In the wake of the recent decision to eliminate the Morse Code requirement, there have been several proposals to set up code-proficiency testing programs. I just got an e-mail today from our division director proposing a pilot project that VEs would be responsible for running in the communities they serve. And there has been some chatter on the Fists mailing list that Fists should set up its own code testing program.
My reaction. Who cares?
For one thing, the ARRL already has a Code Proficency Program. Those who really want to be able to brag about their code speed can already get a piece of paper to prove it.
Secondly, while a certificate may be a nice thing to hang on a wall, it is hardly proof that a ham is a good operator. The proof of the pudding is in the eating, and for CW ops, the proof of their competence is in making contacts. Instead of encouraging people to pass a proficiency test and get a nice certificate, we should be encouraging them to get on the air and talk to one another.

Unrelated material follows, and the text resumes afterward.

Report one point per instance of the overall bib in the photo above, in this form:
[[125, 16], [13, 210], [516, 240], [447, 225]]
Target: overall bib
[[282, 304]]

Theoretically, the goal of these code proficiency programs is to encourage hams to become better CW ops. Do they? I doubt it. I think we’d all be better off if we used this energy to help new hams get on CW rather than pass some test. No proficiency program is going to help a new ham decide what paddle to buy or how to use Q-signals properly.
I don’t need a piece of paper to prove how good a CW op I am. Rather than point to a certificate on the wall, I’d rather point out the number of contacts I’ve logged or to the number of other hams I’ve helped get on CW. I think ham radio is better served by those activities than by participating in yet another code proficiency program.